My seafarer was in a great stew. To sit there and watch him was to warm up to him. There he was, a man who regularly faced death by more ways than one at sea, but now in deep fear that this shore-going flunky would catch him smoking a surreptitious cigarette. He stared determinedly at every place except at his hat until the doorkeeper had passed on.

When he looked at his hat the cigarette had burned a hole in it. He viewed the hat sadly. "No gainsayin' it, war is 'ell, ain't it? I paid fourteen bob for that 'at three days back in Cardiff."

I went out to help him buy a new hat. Hat stores were scarce, but life does not end with hat stores; there were fleets of little places where a man could sit down and talk about more important things than hats.

In the hotel smoke-room after lunch there was no sugar for our coffee. His sea-training began to show at once. "The thing you 'ave to learn to do at sea is to go on your own. Nobody doing much for a chap that 'e don't do for hisself, is there?" From his coat pocket he drew an envelope which once held a letter from home—in place of the letter now was sugar. "Preparedness—'ere it is"—and sweetened our coffee from the envelope.

He spoke of his life at sea. "I can't say that I like it—I can't say I don't like it—but it was my life before the war and it 'as to be since. You've seen my ship, 'aven't you, lying to moorings? Nothing great to look at, is she? but the managing director of our company—he has the 'andling of maybe a 'undred more like her—'Let 'em 'ave their grand passenger ships,' 'e says, 'but give me my cargo boats that pays for theirselves every two voyages.' The right idea 'e 'ad, I'll say for 'im. And for my part of it there is no everlastin' polishin' o' brahss and painting o' white work and no buying o' gold-laced uniforms at your own cost. And there's the bonus for me. Oh, aye! A bit of bonus ain't a bit of 'arm, you know, especially when you've a wife that's no eyesore to look at, and little kiddies growin' up.
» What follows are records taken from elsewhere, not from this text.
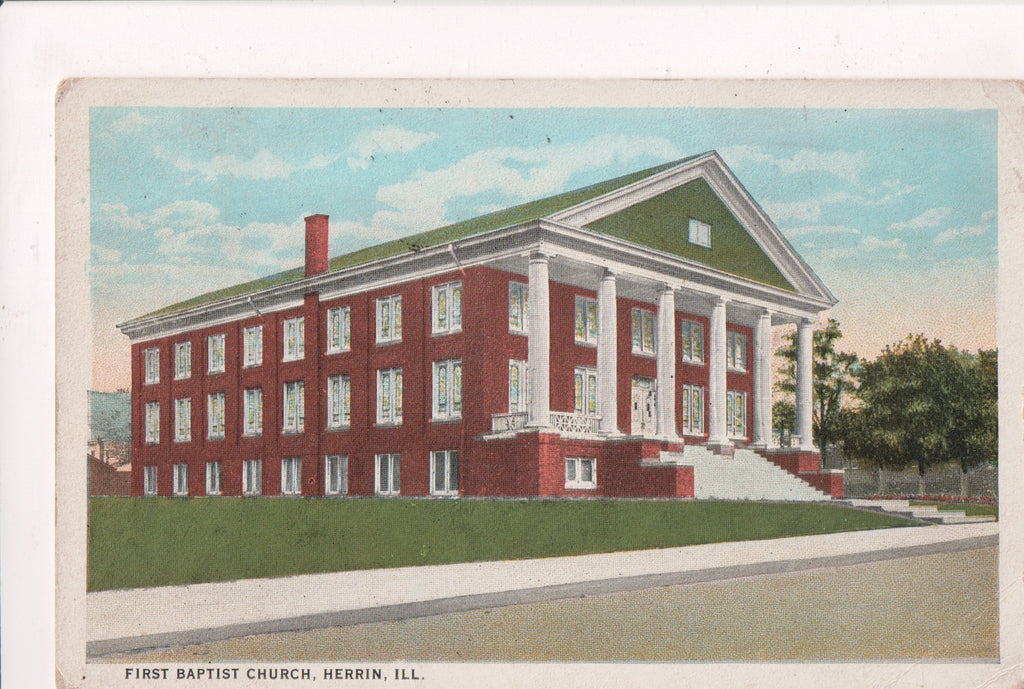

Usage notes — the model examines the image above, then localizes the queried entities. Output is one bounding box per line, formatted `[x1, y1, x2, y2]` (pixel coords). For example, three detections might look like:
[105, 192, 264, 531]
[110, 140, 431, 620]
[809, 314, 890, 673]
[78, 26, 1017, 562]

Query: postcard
[55, 79, 1024, 687]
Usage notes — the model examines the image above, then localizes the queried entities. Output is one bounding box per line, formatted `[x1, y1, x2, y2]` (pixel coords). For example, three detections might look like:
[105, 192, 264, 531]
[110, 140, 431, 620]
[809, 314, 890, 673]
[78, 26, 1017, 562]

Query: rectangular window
[509, 283, 529, 335]
[430, 449, 459, 496]
[689, 218, 711, 249]
[242, 326, 263, 369]
[374, 455, 401, 496]
[324, 455, 348, 496]
[565, 457, 597, 490]
[509, 359, 530, 414]
[206, 462, 221, 496]
[242, 460, 263, 496]
[679, 385, 703, 435]
[572, 367, 597, 417]
[174, 397, 191, 442]
[327, 376, 352, 428]
[206, 392, 224, 440]
[145, 402, 160, 445]
[377, 369, 401, 426]
[725, 332, 746, 371]
[172, 464, 188, 496]
[432, 359, 462, 421]
[142, 349, 160, 385]
[575, 297, 597, 345]
[632, 308, 657, 356]
[725, 390, 746, 438]
[284, 316, 306, 361]
[281, 457, 302, 496]
[242, 388, 263, 435]
[281, 381, 306, 433]
[377, 294, 401, 344]
[142, 467, 157, 496]
[206, 335, 224, 374]
[682, 320, 703, 363]
[430, 283, 462, 335]
[174, 342, 191, 381]
[327, 306, 352, 354]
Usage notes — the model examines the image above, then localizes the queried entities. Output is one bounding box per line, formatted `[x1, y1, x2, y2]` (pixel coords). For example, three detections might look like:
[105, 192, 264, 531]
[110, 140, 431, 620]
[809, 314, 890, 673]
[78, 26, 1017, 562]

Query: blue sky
[90, 107, 997, 390]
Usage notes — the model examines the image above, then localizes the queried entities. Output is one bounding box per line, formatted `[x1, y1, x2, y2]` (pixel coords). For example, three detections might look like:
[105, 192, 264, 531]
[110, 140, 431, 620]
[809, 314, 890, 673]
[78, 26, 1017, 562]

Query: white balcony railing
[551, 412, 601, 435]
[490, 412, 526, 433]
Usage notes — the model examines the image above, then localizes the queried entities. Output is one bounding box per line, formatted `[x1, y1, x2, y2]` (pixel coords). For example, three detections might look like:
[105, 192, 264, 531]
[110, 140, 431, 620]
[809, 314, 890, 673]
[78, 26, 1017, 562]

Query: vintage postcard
[56, 80, 1024, 687]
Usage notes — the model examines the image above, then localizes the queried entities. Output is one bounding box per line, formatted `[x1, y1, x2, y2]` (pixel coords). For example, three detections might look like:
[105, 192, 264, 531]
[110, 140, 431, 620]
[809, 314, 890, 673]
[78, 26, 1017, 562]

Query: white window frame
[509, 359, 532, 414]
[206, 392, 226, 440]
[572, 296, 598, 347]
[327, 306, 352, 354]
[327, 374, 352, 429]
[572, 367, 597, 417]
[174, 397, 191, 442]
[376, 294, 401, 344]
[174, 342, 191, 381]
[142, 465, 159, 496]
[324, 455, 348, 496]
[689, 218, 711, 249]
[630, 308, 657, 356]
[242, 388, 263, 438]
[430, 449, 459, 498]
[206, 333, 225, 374]
[142, 349, 160, 385]
[281, 457, 302, 496]
[281, 316, 306, 361]
[242, 460, 263, 496]
[430, 359, 462, 421]
[725, 331, 746, 373]
[430, 281, 462, 335]
[679, 384, 705, 435]
[206, 462, 224, 496]
[171, 462, 188, 498]
[725, 390, 746, 440]
[242, 326, 263, 369]
[374, 453, 401, 496]
[679, 318, 705, 364]
[377, 368, 402, 426]
[509, 281, 529, 335]
[565, 457, 597, 490]
[281, 381, 306, 434]
[145, 402, 160, 445]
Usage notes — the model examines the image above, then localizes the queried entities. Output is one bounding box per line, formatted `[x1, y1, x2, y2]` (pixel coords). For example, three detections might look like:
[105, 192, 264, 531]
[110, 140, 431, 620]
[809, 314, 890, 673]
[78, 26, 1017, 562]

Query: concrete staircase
[658, 445, 831, 502]
[835, 497, 995, 524]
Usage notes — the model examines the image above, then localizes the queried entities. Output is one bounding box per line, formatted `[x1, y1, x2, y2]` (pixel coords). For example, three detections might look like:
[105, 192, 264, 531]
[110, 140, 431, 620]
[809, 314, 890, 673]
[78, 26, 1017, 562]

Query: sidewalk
[87, 522, 998, 656]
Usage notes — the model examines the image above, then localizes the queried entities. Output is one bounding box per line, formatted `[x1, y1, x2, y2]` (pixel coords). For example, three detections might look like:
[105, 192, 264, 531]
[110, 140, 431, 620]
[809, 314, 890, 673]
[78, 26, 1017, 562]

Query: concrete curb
[86, 533, 998, 658]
"Torpedoed? Oh, aye. It's not to be expected of a man to escape that these days. My chum Bob, remember 'im—that was seven hours to Alexandria and back—with a rose in his coat? His fourth time torpedoed, that was. I've been blowed up only three times myself. Nothing much of anything special, the last time and the time before that—a matter of getting into boats and by and by being picked up—no more than that—no. But the first time—maybe it was a novelty-like then. 'Owever, I'd carried a load of coal to Naples and getting twenty-two pounds a ton for coal that cost two pound ten in Cardiff maybe makes it a bit clearer what the managing director 'ad in mind when 'e said: 'let 'em have their grand passenger ships, but give me my little cargo boats.'

"From Naples I go on to Piræus in Greece, and we take a load on there—admiralty stuff, and not to be spoken of—and we put out for 'ome. She was a good old single-crew, this one o' mine. Twenty-five year old—not the worst, though I'd seen better. Well warmed up she could squeeze out eight knots, or maybe eight and a 'alf. I 'ung close to the land along that Greek shore, for if anything should 'appen ther's no sense 'aving too long a row to the beach in boats.

"Very good. We're rollin' along one morning when the radio man came in with a message which read: 'PUT INTO NEAREST PORT. U-BOATS.'

"And without ado we puts into a little place down at the 'eel of Italy, and that night I 'ad a 'ot barth an' a lovely long sleep in my brahss bed which the missus 'ad given me for Christmas the last time 'ome. And a great pleasure it was, I say.

"Next mornin' we put to sea again, and next day after comes another radio, and it says: 'PUT INTO NEAREST PORT. U-BOATS.' And we put into Malta, and that night again I 'ad another 'ot barth and a fine sleep in my brahss bed.